“We’re going to turn the bull loose,” proclaimed an effusive Ronald Reagan on March 28, 1985. The setting, fittingly enough, was the trading floor of the New York Stock Exchange and the president had clearly found himself among a friendly crowd. Chants of “Eight more years!” and “Ronnie, Ronnie!” came from the audience as Reagan looked on, beaming. It was the first time an incumbent president had visited the trading floor in the Stock Exchange’s entire, nearly two hundred–year history — and the setting was not mere happenstance. “With tax reform and budget control,” Reagan declared, “our economy will be free to expand to its full potential, driving the bears back into permanent hibernation.”
It can be easy to forget, but the Reaganite economic project billed itself as a populist one. “Turning the bull loose” conjured the image of a powerful and dynamic beast ensnared by taxes and regulation which, once unmoored, would be free to unleash its energy at full speed. Though Reagan was speaking to financiers on that day in 1985, the supposed promise of his program was that gains at the top would be felt by everyone. With the necessary impediments removed, a common prosperity lay just over the next horizon.
Nearly forty years on, it’s sometimes said that trickle-down economics didn’t work — a statement that technically rings true if we go by its own official rhetoric. An alternative, and more accurate framing might be that it actually has worked as an effective means for the upward redistribution of wealth, which was more or less the whole point all along. Nowhere is that better illustrated than in the growth of CEO pay, the focus of a newly published study by Josh Bivens and Jori Kandra of the Economic Policy Institute.
Their top-line finding is a particularly eye-popping one: between 1978 and 2021, the pay of America’s CEOs has risen some 1,460 percent such that, by last year it was nearly four hundred times that of the average worker. That jump has vastly outstripped both the actual growth of the stock market and the earnings of the top 0.1 percent.

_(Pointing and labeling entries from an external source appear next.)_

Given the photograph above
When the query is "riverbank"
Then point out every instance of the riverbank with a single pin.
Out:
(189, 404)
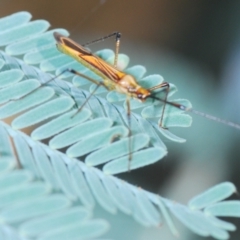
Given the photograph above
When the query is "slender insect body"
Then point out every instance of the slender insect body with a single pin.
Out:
(111, 77)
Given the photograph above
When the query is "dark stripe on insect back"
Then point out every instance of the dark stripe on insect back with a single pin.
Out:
(103, 67)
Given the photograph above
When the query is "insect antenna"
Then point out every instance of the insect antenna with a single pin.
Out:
(205, 115)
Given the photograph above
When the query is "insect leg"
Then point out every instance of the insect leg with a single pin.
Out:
(129, 133)
(166, 86)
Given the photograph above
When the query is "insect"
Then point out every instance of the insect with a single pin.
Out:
(115, 80)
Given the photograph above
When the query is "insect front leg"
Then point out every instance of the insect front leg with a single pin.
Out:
(167, 87)
(129, 133)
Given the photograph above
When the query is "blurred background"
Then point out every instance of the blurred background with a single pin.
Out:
(193, 44)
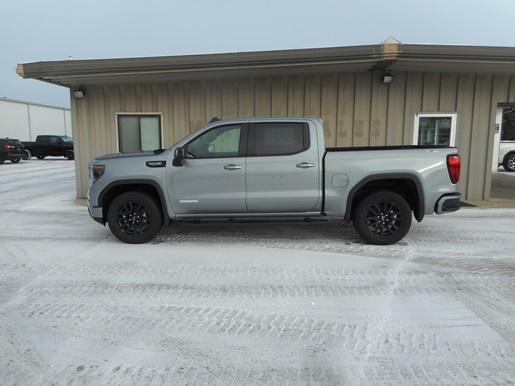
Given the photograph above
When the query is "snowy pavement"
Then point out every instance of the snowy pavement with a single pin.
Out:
(251, 303)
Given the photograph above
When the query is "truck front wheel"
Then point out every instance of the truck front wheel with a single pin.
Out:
(134, 217)
(382, 218)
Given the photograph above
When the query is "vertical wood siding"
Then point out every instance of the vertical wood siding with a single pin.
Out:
(357, 109)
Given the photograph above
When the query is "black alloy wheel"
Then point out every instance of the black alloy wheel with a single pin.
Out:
(134, 217)
(382, 218)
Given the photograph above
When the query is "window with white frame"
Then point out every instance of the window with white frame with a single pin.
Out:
(139, 132)
(435, 129)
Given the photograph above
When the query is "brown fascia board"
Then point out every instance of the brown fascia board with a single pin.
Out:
(71, 68)
(70, 72)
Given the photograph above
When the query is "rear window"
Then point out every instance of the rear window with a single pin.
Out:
(277, 138)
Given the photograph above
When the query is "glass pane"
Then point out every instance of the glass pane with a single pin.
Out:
(128, 133)
(217, 143)
(508, 124)
(276, 138)
(434, 131)
(150, 133)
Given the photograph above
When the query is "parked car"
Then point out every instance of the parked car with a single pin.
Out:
(507, 155)
(11, 149)
(50, 145)
(270, 168)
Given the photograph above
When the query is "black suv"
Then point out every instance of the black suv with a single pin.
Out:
(12, 150)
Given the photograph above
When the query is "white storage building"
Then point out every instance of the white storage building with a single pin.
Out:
(26, 120)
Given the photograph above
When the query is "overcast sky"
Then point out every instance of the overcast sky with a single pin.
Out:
(33, 30)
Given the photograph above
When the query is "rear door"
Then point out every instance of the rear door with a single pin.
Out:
(212, 178)
(283, 168)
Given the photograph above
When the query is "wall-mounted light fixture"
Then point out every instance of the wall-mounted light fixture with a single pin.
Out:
(387, 77)
(79, 93)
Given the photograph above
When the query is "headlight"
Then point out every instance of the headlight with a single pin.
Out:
(97, 171)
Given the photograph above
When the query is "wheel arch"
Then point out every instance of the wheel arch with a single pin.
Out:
(402, 183)
(115, 188)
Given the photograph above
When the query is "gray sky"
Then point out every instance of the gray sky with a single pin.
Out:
(33, 30)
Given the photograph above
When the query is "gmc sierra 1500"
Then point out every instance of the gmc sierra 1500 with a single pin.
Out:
(272, 167)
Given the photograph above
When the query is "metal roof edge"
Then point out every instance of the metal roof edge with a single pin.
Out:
(4, 99)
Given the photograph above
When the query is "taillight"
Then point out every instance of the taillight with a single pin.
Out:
(454, 166)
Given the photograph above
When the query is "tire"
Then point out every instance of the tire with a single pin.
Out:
(134, 204)
(382, 218)
(509, 163)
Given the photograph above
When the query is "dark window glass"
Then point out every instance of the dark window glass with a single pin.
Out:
(221, 142)
(278, 138)
(508, 124)
(434, 131)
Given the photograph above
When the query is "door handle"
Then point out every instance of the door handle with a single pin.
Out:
(232, 167)
(305, 165)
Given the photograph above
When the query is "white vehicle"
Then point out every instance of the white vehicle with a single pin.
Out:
(507, 155)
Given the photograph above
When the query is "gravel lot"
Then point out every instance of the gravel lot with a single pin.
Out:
(233, 303)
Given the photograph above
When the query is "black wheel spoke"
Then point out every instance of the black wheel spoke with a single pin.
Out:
(383, 218)
(132, 218)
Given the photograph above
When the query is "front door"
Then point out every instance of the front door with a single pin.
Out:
(283, 168)
(212, 178)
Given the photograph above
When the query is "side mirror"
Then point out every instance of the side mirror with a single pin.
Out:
(178, 156)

The reason, or one of the reasons, is that existing structures of corporate governance mean that top CEOs, by virtue of their positions, are often able to extract fatter compensation packages from boards independent of performance or supposed market value. As Bivens and Kandra write:
The fact that CEO compensation has grown far faster than the pay of the top 0.1% of wage earners indicates that CEO compensation growth does not simply reflect a competitive race for skills (the “market for talent”) that also increases the value of highly paid professionals more generally. Rather, the growing pay differential between CEOs and top 0.1% earners suggests the growth of substantial economic rents (income not related to a corresponding growth of productivity) in CEO compensation. CEO compensation, it appears, does not reflect the greater productivity of executives but the specific power of CEOs to extract concessions.
CEO pay is therefore, in an important sense, not a wage as most people would understand it. Often coming in the form of stock options or stock awards, it partly consists of rents skimmed from any increase in productive output. It’s an irony, but by no means an accident, that the ultimate outcome of Reaganomics has been to establish a new class of robber barons whose wealth is in many ways unmoored from the very market discipline it claimed to be unleashing.
There’s an altogether separate debate to be had, of course, about the ethics of high “market-based” pay as well. The top 0.1 percent of earners may not have fared quite as well as America’s most lavishly compensated executives since 1978 but, adjusted for inflation, their annual earnings have still grown by 385 percent — an increase that hardly holds up under moral or ethical scrutiny either.
Still, the astonishing explosion in compensation for top CEOs is a reminder that Reaganomics hasn’t so much failed in its promise, but rather succeeded beyond the wildest dreams of those who cheered him from the trading floor of the New York Stock Exchange on March 28, 1985.